Posted May 13, 2008 3:00 PM
The Swamp

strategic petroleum small.JPG
Undated government photo of U.S. Strategic Petroleum Reserve's Big Hill site near Beaumont, Texas. (Source: Department of Energy/ via Bloomberg News)

by Frank James

How concerned are lawmakers during this election year about a voter backlash against Congress because of high gas prices?

Well, the Senate voted 97 to 1 to temporarily suspend the federal government's pumping of crude oil into the Strategic Petroleum Reserve, with Republicans voting with Democrats despite President Bush's veto threat. So they're pretty worried.

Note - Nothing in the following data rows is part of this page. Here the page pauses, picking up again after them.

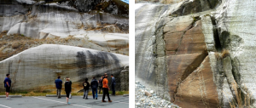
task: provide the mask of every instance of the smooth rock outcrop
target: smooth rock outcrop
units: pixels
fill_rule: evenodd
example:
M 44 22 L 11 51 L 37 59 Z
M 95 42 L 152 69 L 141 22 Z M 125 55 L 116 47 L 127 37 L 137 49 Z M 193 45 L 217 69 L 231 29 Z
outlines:
M 55 90 L 54 82 L 56 77 L 61 76 L 63 81 L 63 78 L 69 77 L 73 92 L 76 92 L 82 89 L 81 83 L 85 77 L 90 81 L 93 77 L 99 79 L 102 75 L 108 73 L 116 77 L 117 90 L 128 90 L 128 84 L 124 86 L 120 83 L 120 72 L 125 66 L 127 70 L 128 60 L 128 56 L 118 54 L 44 44 L 1 61 L 0 75 L 10 73 L 11 89 L 14 91 Z M 108 80 L 111 81 L 110 78 Z M 0 86 L 3 86 L 3 83 Z
M 217 86 L 207 56 L 177 88 L 174 104 L 180 107 L 219 107 Z
M 183 1 L 158 11 L 145 9 L 163 5 L 137 5 L 140 82 L 181 107 L 256 106 L 256 2 Z

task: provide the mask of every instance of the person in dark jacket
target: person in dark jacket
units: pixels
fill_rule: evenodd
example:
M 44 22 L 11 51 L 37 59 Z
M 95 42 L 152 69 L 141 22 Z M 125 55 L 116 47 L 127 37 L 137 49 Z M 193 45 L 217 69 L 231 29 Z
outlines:
M 60 98 L 61 98 L 61 88 L 62 88 L 62 81 L 61 80 L 61 77 L 58 77 L 58 79 L 55 80 L 55 86 L 57 88 L 57 97 L 58 97 L 58 99 L 60 99 Z
M 10 99 L 9 97 L 9 94 L 10 91 L 11 83 L 12 83 L 12 81 L 9 78 L 9 74 L 6 74 L 6 77 L 4 79 L 4 88 L 6 88 L 5 95 L 6 95 L 7 99 Z
M 101 89 L 102 89 L 102 79 L 103 79 L 103 76 L 101 77 L 101 79 L 99 79 L 99 89 L 100 89 L 99 94 L 101 94 Z
M 69 98 L 69 94 L 71 93 L 71 82 L 69 78 L 66 78 L 66 82 L 65 82 L 65 91 L 66 91 L 66 94 L 67 94 L 67 103 L 69 105 L 70 103 L 68 102 L 68 98 Z
M 83 82 L 83 87 L 84 87 L 84 98 L 85 97 L 85 99 L 88 99 L 88 92 L 89 92 L 89 88 L 90 88 L 90 83 L 88 82 L 88 78 L 85 78 L 85 82 Z
M 96 98 L 96 99 L 97 99 L 97 98 L 98 98 L 98 94 L 97 94 L 98 82 L 96 79 L 95 79 L 95 77 L 93 77 L 93 79 L 90 82 L 90 87 L 92 89 L 93 99 Z
M 115 89 L 114 89 L 115 84 L 116 84 L 116 82 L 115 82 L 115 79 L 114 79 L 114 77 L 113 77 L 113 75 L 111 74 L 112 95 L 115 95 Z

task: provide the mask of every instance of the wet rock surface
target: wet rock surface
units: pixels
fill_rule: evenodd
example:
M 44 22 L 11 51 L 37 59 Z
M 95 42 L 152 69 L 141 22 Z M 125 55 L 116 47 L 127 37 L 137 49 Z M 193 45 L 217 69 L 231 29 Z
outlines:
M 147 95 L 148 94 L 148 95 Z M 177 105 L 166 100 L 156 94 L 154 90 L 137 81 L 135 84 L 135 107 L 136 108 L 181 108 Z

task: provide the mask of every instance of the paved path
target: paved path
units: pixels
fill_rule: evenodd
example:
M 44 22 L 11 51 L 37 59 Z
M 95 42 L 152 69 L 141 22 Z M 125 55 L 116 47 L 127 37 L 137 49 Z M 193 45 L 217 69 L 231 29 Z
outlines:
M 107 98 L 107 97 L 106 97 Z M 108 98 L 105 100 L 108 100 Z M 0 108 L 129 108 L 129 97 L 110 96 L 113 102 L 102 102 L 102 96 L 98 99 L 89 99 L 82 96 L 73 96 L 69 99 L 70 105 L 66 102 L 66 97 L 57 99 L 56 97 L 34 96 L 12 98 L 11 100 L 0 98 Z

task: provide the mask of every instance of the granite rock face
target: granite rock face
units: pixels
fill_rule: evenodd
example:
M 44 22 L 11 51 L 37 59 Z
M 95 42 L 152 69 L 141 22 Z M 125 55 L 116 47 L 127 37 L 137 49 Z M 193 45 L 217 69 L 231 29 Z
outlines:
M 128 10 L 119 0 L 1 0 L 0 75 L 13 91 L 55 91 L 61 76 L 78 92 L 103 73 L 129 90 Z
M 128 18 L 118 14 L 102 11 L 80 13 L 75 8 L 58 3 L 20 4 L 19 1 L 12 0 L 9 3 L 3 2 L 0 5 L 0 31 L 9 31 L 8 34 L 19 33 L 33 38 L 45 38 L 129 31 Z
M 256 106 L 255 2 L 137 5 L 136 75 L 156 94 L 181 107 Z
M 120 71 L 125 66 L 127 70 L 128 61 L 128 56 L 118 54 L 44 44 L 1 61 L 0 75 L 10 73 L 14 91 L 35 90 L 38 88 L 55 90 L 54 82 L 56 77 L 61 76 L 63 81 L 63 78 L 69 77 L 73 82 L 73 92 L 77 92 L 83 88 L 81 85 L 85 77 L 90 81 L 93 77 L 99 79 L 102 75 L 108 73 L 114 75 L 117 90 L 128 90 L 127 85 L 121 86 L 120 83 L 120 80 L 123 80 Z

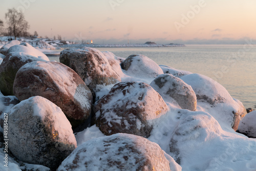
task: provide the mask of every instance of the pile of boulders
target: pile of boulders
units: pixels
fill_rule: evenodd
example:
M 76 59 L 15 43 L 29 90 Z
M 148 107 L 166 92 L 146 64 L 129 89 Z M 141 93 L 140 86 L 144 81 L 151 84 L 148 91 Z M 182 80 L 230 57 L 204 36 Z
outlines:
M 196 128 L 203 134 L 207 129 L 220 134 L 220 126 L 227 126 L 255 138 L 253 125 L 246 123 L 253 117 L 246 116 L 239 126 L 246 111 L 221 85 L 200 74 L 159 66 L 142 55 L 125 59 L 93 48 L 73 48 L 63 50 L 57 62 L 16 40 L 0 53 L 0 114 L 8 113 L 9 150 L 24 162 L 53 170 L 181 170 L 146 138 L 159 118 L 172 112 L 170 106 L 196 111 L 199 103 L 209 111 L 222 109 L 213 116 L 220 125 L 205 113 L 183 115 L 169 139 L 169 154 L 176 162 L 181 159 L 179 145 L 186 145 L 179 137 L 191 135 Z M 106 87 L 109 92 L 98 96 Z M 73 132 L 94 123 L 106 136 L 76 149 Z M 195 129 L 186 131 L 187 124 Z

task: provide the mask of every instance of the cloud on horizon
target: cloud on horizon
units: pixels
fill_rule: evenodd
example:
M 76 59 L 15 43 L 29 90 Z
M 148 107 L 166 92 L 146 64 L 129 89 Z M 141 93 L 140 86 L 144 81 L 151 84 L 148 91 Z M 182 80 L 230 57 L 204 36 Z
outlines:
M 222 29 L 216 29 L 214 30 L 211 30 L 212 32 L 221 32 L 222 31 Z
M 124 35 L 124 37 L 120 39 L 95 39 L 93 41 L 95 44 L 127 44 L 127 38 L 130 33 Z M 158 38 L 152 39 L 150 38 L 140 39 L 130 39 L 130 44 L 144 44 L 146 41 L 154 41 L 158 44 L 168 44 L 170 43 L 181 44 L 185 45 L 244 45 L 247 44 L 248 42 L 255 45 L 256 47 L 256 39 L 251 39 L 249 37 L 244 37 L 243 38 L 234 39 L 230 38 L 223 38 L 221 39 L 213 38 L 210 39 L 195 38 L 190 40 L 166 40 L 164 38 Z
M 104 22 L 109 22 L 109 21 L 111 21 L 112 20 L 113 20 L 113 18 L 108 17 L 104 21 Z

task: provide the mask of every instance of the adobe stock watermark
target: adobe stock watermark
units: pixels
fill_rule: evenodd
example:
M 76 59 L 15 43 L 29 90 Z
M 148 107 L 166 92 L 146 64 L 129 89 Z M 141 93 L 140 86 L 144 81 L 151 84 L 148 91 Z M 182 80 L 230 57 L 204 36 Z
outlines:
M 8 114 L 4 113 L 4 152 L 5 153 L 4 157 L 4 165 L 5 167 L 8 167 Z
M 112 10 L 115 11 L 116 7 L 119 6 L 124 2 L 124 0 L 110 0 L 109 3 Z
M 20 0 L 19 3 L 21 5 L 17 8 L 17 10 L 24 13 L 26 9 L 30 7 L 31 3 L 34 3 L 37 0 Z
M 252 39 L 245 39 L 246 44 L 244 44 L 242 48 L 239 49 L 236 53 L 232 53 L 226 59 L 226 62 L 224 63 L 220 71 L 212 72 L 214 77 L 214 80 L 217 81 L 218 79 L 222 79 L 224 75 L 229 72 L 230 68 L 234 66 L 241 58 L 245 56 L 245 53 L 249 52 L 254 47 L 252 42 Z
M 200 0 L 198 5 L 190 6 L 189 8 L 191 10 L 187 11 L 186 14 L 182 13 L 180 22 L 174 22 L 174 26 L 178 32 L 180 32 L 181 28 L 184 28 L 186 25 L 188 25 L 191 20 L 195 18 L 196 14 L 200 12 L 201 9 L 205 6 L 206 6 L 205 1 Z

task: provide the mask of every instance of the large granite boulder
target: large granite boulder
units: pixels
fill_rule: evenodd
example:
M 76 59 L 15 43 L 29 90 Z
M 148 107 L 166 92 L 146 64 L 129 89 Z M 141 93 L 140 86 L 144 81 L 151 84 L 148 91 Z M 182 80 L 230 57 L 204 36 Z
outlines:
M 197 95 L 198 105 L 210 113 L 223 126 L 228 125 L 237 131 L 246 110 L 238 100 L 232 98 L 226 89 L 206 76 L 192 74 L 181 78 L 191 86 Z
M 117 134 L 81 144 L 57 170 L 178 171 L 181 168 L 174 161 L 169 163 L 157 144 L 134 135 Z
M 256 138 L 256 111 L 249 113 L 242 119 L 237 132 L 249 138 Z
M 181 109 L 195 111 L 197 96 L 193 89 L 182 80 L 171 74 L 161 74 L 150 84 L 165 101 L 178 103 Z
M 10 48 L 14 46 L 20 44 L 20 42 L 18 40 L 13 40 L 10 41 L 8 43 L 0 49 L 0 53 L 4 55 L 7 55 L 8 53 L 8 50 Z
M 24 52 L 30 55 L 41 59 L 49 61 L 48 57 L 44 53 L 38 51 L 27 42 L 24 42 L 20 45 L 15 45 L 9 49 L 8 53 L 12 52 Z
M 91 91 L 75 71 L 59 62 L 24 66 L 16 74 L 13 91 L 20 101 L 35 96 L 48 99 L 61 109 L 73 127 L 91 115 Z
M 59 61 L 73 69 L 94 95 L 102 87 L 121 81 L 106 58 L 97 49 L 88 47 L 66 49 L 60 52 Z
M 195 154 L 195 151 L 198 151 L 200 153 L 199 151 L 204 151 L 202 149 L 204 149 L 206 147 L 208 148 L 207 152 L 211 150 L 213 147 L 209 147 L 210 145 L 208 143 L 215 139 L 216 143 L 212 145 L 215 146 L 218 144 L 220 141 L 218 138 L 220 137 L 222 130 L 217 121 L 206 113 L 180 113 L 179 118 L 180 121 L 173 131 L 169 145 L 169 153 L 167 153 L 182 166 L 183 164 L 190 164 L 190 162 L 187 162 L 187 156 Z M 191 153 L 192 152 L 194 153 Z M 204 156 L 203 153 L 201 153 L 198 154 L 200 156 L 197 155 L 195 157 L 198 159 Z
M 96 125 L 106 135 L 118 133 L 148 137 L 153 121 L 165 114 L 166 104 L 148 84 L 125 82 L 115 85 L 94 106 Z
M 176 77 L 180 78 L 183 76 L 192 74 L 189 71 L 177 70 L 166 66 L 160 65 L 159 67 L 163 70 L 164 74 L 170 74 Z
M 163 74 L 160 67 L 152 59 L 143 55 L 132 55 L 121 63 L 125 74 L 136 78 L 155 78 Z
M 38 60 L 44 61 L 25 52 L 8 53 L 0 65 L 0 90 L 2 93 L 5 96 L 13 95 L 13 81 L 18 70 L 27 63 Z
M 76 147 L 71 125 L 60 108 L 34 96 L 12 108 L 8 148 L 18 160 L 55 170 Z

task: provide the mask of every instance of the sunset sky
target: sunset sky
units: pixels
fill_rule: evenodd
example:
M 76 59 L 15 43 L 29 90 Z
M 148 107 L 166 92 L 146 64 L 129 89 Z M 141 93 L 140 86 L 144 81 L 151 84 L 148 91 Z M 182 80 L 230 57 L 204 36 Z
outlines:
M 254 0 L 0 0 L 0 19 L 21 9 L 29 32 L 98 43 L 243 43 L 256 39 Z

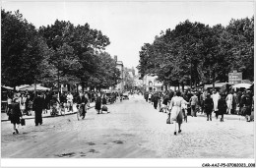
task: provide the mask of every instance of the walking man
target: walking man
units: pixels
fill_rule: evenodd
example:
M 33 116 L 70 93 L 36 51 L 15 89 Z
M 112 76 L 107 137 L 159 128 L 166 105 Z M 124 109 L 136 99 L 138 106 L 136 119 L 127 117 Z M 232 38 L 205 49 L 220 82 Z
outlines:
M 34 123 L 35 126 L 38 126 L 38 124 L 42 124 L 42 117 L 41 117 L 41 113 L 42 113 L 42 109 L 44 106 L 44 101 L 41 95 L 41 92 L 37 93 L 37 96 L 34 98 L 33 103 L 33 111 L 34 111 Z
M 198 97 L 196 92 L 193 92 L 193 96 L 190 98 L 189 102 L 191 104 L 191 116 L 197 117 L 196 106 L 198 104 Z

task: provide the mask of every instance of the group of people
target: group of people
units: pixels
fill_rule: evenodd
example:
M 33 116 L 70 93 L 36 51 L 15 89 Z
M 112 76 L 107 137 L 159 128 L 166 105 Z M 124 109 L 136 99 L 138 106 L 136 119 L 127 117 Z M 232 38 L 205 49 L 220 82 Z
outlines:
M 21 123 L 21 119 L 24 115 L 32 115 L 32 111 L 34 111 L 34 124 L 35 126 L 42 125 L 42 113 L 52 113 L 56 111 L 56 115 L 65 115 L 66 112 L 73 112 L 74 106 L 77 109 L 82 109 L 82 119 L 85 118 L 87 109 L 90 107 L 90 102 L 96 102 L 96 110 L 97 114 L 102 113 L 102 106 L 106 106 L 107 102 L 115 102 L 116 98 L 122 99 L 122 94 L 118 92 L 112 92 L 110 97 L 106 96 L 105 92 L 96 92 L 92 97 L 89 92 L 82 90 L 78 93 L 72 94 L 72 92 L 61 93 L 59 96 L 57 93 L 46 90 L 45 92 L 36 92 L 34 95 L 32 92 L 16 91 L 9 92 L 7 94 L 7 115 L 8 119 L 13 124 L 13 134 L 19 134 L 17 125 Z M 109 100 L 109 98 L 111 100 Z M 57 108 L 59 107 L 59 108 Z M 107 111 L 109 112 L 109 111 Z
M 152 103 L 155 109 L 160 112 L 170 114 L 172 121 L 178 123 L 178 133 L 182 120 L 187 116 L 197 117 L 197 113 L 206 113 L 207 121 L 212 121 L 212 113 L 216 114 L 218 119 L 221 116 L 221 122 L 224 122 L 224 114 L 239 114 L 250 122 L 251 112 L 253 110 L 253 93 L 250 90 L 222 92 L 215 90 L 185 90 L 177 91 L 147 91 L 144 93 L 147 102 Z M 174 134 L 176 135 L 176 127 Z

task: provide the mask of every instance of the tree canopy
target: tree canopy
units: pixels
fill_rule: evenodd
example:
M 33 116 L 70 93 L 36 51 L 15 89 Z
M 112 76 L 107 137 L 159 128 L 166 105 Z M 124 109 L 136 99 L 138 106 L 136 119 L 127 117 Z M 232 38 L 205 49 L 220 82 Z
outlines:
M 137 67 L 141 78 L 157 75 L 165 84 L 196 85 L 227 82 L 228 73 L 237 70 L 253 81 L 253 21 L 231 20 L 224 28 L 187 20 L 166 29 L 142 46 Z

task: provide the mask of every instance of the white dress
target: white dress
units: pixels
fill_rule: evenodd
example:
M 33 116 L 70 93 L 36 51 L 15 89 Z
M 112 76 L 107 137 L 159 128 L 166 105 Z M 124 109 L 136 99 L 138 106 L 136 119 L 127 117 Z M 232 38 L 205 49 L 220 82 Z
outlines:
M 220 94 L 217 92 L 212 95 L 213 101 L 214 101 L 214 110 L 218 111 L 218 101 L 221 98 Z

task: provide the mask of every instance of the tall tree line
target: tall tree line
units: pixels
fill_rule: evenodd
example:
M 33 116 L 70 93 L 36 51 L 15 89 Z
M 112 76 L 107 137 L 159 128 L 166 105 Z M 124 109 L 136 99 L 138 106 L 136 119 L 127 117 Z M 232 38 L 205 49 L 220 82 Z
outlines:
M 58 21 L 38 29 L 19 11 L 1 10 L 2 84 L 77 84 L 107 88 L 120 80 L 104 49 L 109 38 L 89 24 Z
M 197 85 L 228 82 L 237 70 L 253 81 L 254 17 L 209 27 L 188 20 L 145 43 L 138 65 L 141 78 L 157 75 L 164 84 Z

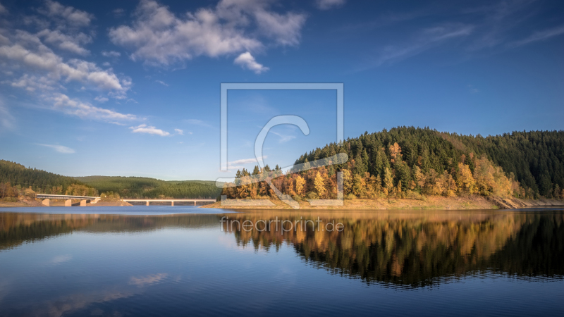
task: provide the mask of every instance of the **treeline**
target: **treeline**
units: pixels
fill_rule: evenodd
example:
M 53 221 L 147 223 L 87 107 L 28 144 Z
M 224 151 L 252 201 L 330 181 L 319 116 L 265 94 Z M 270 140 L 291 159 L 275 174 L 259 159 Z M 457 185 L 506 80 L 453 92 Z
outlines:
M 119 198 L 216 198 L 221 192 L 215 182 L 165 181 L 149 178 L 85 176 L 75 178 L 100 194 Z
M 0 196 L 16 197 L 29 191 L 44 194 L 94 196 L 96 190 L 67 176 L 30 168 L 9 161 L 0 160 Z M 28 192 L 26 194 L 25 191 Z
M 330 144 L 302 155 L 298 173 L 238 171 L 235 182 L 223 189 L 230 198 L 274 197 L 266 182 L 298 200 L 336 198 L 336 173 L 342 172 L 349 197 L 453 197 L 479 194 L 520 198 L 563 198 L 564 132 L 514 132 L 482 137 L 439 132 L 427 128 L 396 128 Z M 329 163 L 345 153 L 343 163 Z M 275 170 L 277 170 L 275 168 Z

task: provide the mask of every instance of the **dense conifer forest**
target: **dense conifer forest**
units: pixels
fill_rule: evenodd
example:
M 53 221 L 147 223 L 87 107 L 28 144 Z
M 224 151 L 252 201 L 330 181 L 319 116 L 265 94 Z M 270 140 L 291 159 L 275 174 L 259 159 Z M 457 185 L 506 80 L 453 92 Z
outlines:
M 0 160 L 0 197 L 16 197 L 24 193 L 33 196 L 35 192 L 86 196 L 97 194 L 94 188 L 73 178 Z
M 71 178 L 0 160 L 0 199 L 33 197 L 35 193 L 109 198 L 216 198 L 215 182 L 164 181 L 148 178 L 86 176 Z
M 77 180 L 100 194 L 128 198 L 216 198 L 221 192 L 215 182 L 165 181 L 149 178 L 85 176 Z
M 453 197 L 477 194 L 519 198 L 564 197 L 564 131 L 460 135 L 428 128 L 398 127 L 327 144 L 305 153 L 295 164 L 345 153 L 342 164 L 300 173 L 275 168 L 273 184 L 297 199 L 335 198 L 336 172 L 344 194 L 360 198 Z M 269 171 L 238 171 L 231 198 L 274 197 L 265 184 Z M 257 181 L 258 180 L 258 181 Z

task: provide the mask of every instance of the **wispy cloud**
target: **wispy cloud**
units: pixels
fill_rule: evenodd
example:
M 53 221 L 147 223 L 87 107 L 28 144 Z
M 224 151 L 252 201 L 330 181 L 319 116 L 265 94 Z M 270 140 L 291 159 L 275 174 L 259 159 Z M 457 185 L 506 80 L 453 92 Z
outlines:
M 343 6 L 346 0 L 315 0 L 315 5 L 319 10 L 329 10 Z
M 266 158 L 268 156 L 266 156 L 266 155 L 262 156 L 263 160 L 264 158 Z M 240 159 L 240 160 L 235 160 L 235 161 L 232 161 L 231 162 L 228 162 L 227 164 L 228 165 L 235 165 L 235 164 L 243 164 L 243 165 L 244 165 L 244 164 L 249 164 L 249 163 L 257 163 L 257 158 L 243 158 L 243 159 Z
M 106 102 L 109 99 L 106 98 L 105 97 L 97 96 L 94 99 L 94 100 L 96 100 L 98 102 Z
M 102 56 L 104 57 L 116 58 L 121 56 L 121 53 L 116 51 L 102 51 Z
M 157 129 L 157 128 L 152 125 L 147 125 L 145 124 L 137 125 L 137 127 L 129 127 L 130 129 L 133 130 L 133 133 L 147 133 L 149 135 L 160 135 L 161 137 L 167 137 L 171 135 L 166 131 L 163 131 L 161 129 Z
M 64 154 L 72 154 L 75 153 L 75 150 L 70 149 L 70 147 L 66 147 L 62 145 L 57 145 L 57 144 L 37 144 L 37 145 L 40 145 L 42 147 L 50 147 L 55 151 L 58 151 L 59 153 L 63 153 Z
M 8 108 L 4 106 L 4 101 L 0 99 L 0 128 L 12 130 L 15 120 Z
M 191 125 L 200 125 L 206 128 L 215 128 L 214 126 L 210 125 L 209 123 L 200 119 L 186 119 L 184 121 Z
M 217 57 L 296 46 L 306 15 L 280 13 L 271 1 L 220 1 L 215 7 L 176 15 L 143 0 L 130 25 L 110 29 L 111 41 L 132 51 L 133 61 L 168 66 L 200 56 Z
M 239 55 L 235 58 L 233 63 L 235 65 L 241 66 L 243 69 L 248 69 L 255 72 L 255 74 L 260 74 L 270 69 L 268 67 L 262 66 L 262 64 L 257 63 L 257 61 L 255 60 L 255 57 L 248 51 Z
M 558 27 L 535 32 L 530 36 L 523 39 L 510 43 L 508 46 L 510 47 L 522 46 L 523 45 L 529 44 L 535 42 L 544 41 L 551 37 L 562 35 L 563 34 L 564 34 L 564 25 L 560 25 Z
M 421 54 L 444 42 L 466 37 L 472 34 L 473 25 L 446 24 L 421 30 L 410 41 L 403 44 L 388 45 L 382 49 L 379 56 L 367 68 L 393 63 L 398 61 Z

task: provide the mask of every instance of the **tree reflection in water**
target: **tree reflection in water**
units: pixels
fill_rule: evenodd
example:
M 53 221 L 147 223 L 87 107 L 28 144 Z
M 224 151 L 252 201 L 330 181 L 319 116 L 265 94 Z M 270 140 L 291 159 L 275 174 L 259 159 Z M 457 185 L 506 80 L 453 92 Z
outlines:
M 53 215 L 0 213 L 0 251 L 74 231 L 142 232 L 165 228 L 220 230 L 223 215 Z M 239 247 L 257 251 L 290 245 L 312 267 L 368 284 L 432 286 L 467 275 L 502 273 L 518 278 L 564 277 L 562 211 L 252 211 L 230 221 L 317 220 L 345 225 L 343 232 L 312 226 L 283 231 L 230 230 Z

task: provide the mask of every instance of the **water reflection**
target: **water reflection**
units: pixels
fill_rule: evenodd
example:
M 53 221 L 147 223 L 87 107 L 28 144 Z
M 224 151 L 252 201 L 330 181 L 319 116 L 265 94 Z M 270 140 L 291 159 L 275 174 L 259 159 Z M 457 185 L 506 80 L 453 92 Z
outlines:
M 232 220 L 269 223 L 278 213 L 230 215 Z M 562 279 L 564 226 L 560 212 L 286 213 L 292 221 L 341 222 L 342 232 L 274 225 L 263 232 L 233 230 L 238 245 L 278 250 L 283 242 L 312 266 L 333 274 L 423 287 L 468 274 L 498 272 L 518 278 Z M 224 230 L 231 225 L 226 223 Z
M 163 228 L 209 228 L 220 233 L 223 215 L 54 215 L 0 213 L 0 252 L 24 243 L 68 235 L 143 232 Z M 277 251 L 292 246 L 303 261 L 331 274 L 368 284 L 412 287 L 492 272 L 520 278 L 562 279 L 564 225 L 561 211 L 527 212 L 281 212 L 231 213 L 230 220 L 342 223 L 343 232 L 309 226 L 283 231 L 231 230 L 239 248 Z M 278 229 L 278 230 L 277 230 Z M 63 258 L 61 258 L 63 259 Z M 61 260 L 63 261 L 63 260 Z M 135 284 L 166 278 L 139 278 Z M 145 281 L 145 282 L 144 282 Z

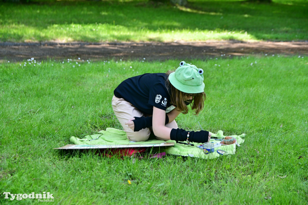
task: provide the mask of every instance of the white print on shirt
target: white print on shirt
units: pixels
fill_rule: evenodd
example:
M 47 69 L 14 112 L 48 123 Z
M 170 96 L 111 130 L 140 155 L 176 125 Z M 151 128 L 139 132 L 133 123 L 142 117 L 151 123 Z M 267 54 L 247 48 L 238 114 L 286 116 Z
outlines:
M 167 98 L 164 98 L 164 100 L 163 102 L 161 102 L 161 104 L 163 104 L 163 105 L 164 105 L 165 106 L 167 105 Z
M 155 102 L 156 103 L 158 103 L 160 102 L 161 99 L 161 95 L 156 95 L 156 97 L 155 98 Z
M 166 109 L 166 113 L 168 113 L 175 108 L 175 107 L 173 105 L 172 105 L 169 107 L 167 107 L 167 109 Z

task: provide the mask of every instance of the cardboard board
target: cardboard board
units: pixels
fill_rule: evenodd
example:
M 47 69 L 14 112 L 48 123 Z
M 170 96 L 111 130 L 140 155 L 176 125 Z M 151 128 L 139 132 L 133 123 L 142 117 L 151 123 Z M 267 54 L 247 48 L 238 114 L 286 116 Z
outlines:
M 164 142 L 160 144 L 157 143 L 148 143 L 147 144 L 134 144 L 131 143 L 129 144 L 114 144 L 114 145 L 77 145 L 67 144 L 65 146 L 58 148 L 54 148 L 56 150 L 80 150 L 89 149 L 107 149 L 108 148 L 129 148 L 131 147 L 167 147 L 173 146 L 174 143 Z

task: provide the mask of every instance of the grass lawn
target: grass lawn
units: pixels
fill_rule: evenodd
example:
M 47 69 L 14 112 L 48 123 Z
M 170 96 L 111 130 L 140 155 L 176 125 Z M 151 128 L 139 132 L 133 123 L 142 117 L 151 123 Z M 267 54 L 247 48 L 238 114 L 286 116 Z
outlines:
M 308 39 L 308 3 L 189 0 L 41 1 L 0 5 L 0 42 L 171 42 Z
M 235 155 L 212 160 L 168 155 L 134 163 L 52 148 L 71 136 L 121 129 L 114 89 L 179 61 L 85 60 L 0 64 L 1 195 L 49 192 L 61 204 L 307 203 L 306 57 L 184 59 L 204 70 L 207 98 L 198 116 L 180 115 L 179 126 L 199 129 L 199 121 L 214 133 L 245 133 L 245 142 Z

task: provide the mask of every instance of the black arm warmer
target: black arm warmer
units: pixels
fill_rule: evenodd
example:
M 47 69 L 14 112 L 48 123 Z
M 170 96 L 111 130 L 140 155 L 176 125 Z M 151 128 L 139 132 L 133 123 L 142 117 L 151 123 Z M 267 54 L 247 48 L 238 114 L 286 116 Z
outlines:
M 144 129 L 147 127 L 149 127 L 152 126 L 152 121 L 153 120 L 153 117 L 134 117 L 135 119 L 133 120 L 135 128 L 134 128 L 134 132 L 138 131 Z M 169 122 L 169 118 L 168 115 L 166 114 L 166 120 L 165 120 L 165 124 L 168 124 Z
M 205 130 L 200 131 L 190 131 L 188 141 L 198 143 L 204 143 L 209 141 L 209 132 Z M 188 131 L 183 129 L 173 129 L 170 133 L 170 139 L 176 142 L 184 142 L 187 139 Z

Bush has insisted that it's necessary to fill the reserve so that the nation will be better able to withstand an unforeseen emergency, like a disruption in global oil supplies. Evidently the only senator who voted the way the president wanted the Senate to was Sen. Wayne Allard, a Colorado Republican who, co-incidentally, isn't running for re-election.

But many lawmakers and some energy-industry experts have questioned the wisdom of pumping oil back into the ground when people are paying almost $4 a gallon for gas and oil topping $120 a barrel. (The reserves being put in underground caverns in Louisiana and Texas.)

The oil being pumped into the SPR is sweet crude, the low-sulfur good stuff that can be readily made into gas and diesel fuel.

Here's a snippet of a Congressional Quarterly story with some additional details:

The Senate defied the White House Tuesday with a bipartisan vote to require a temporary halt to the oil deposits in the Strategic Petroleum Reserve, as the House prepared to pass its own mandate later in the day.

The Senate by 97-1 adopted an amendment to unrelated legislation (S 2284) overhauling the national flood insurance program that would temporarily suspend shipments to the SPR.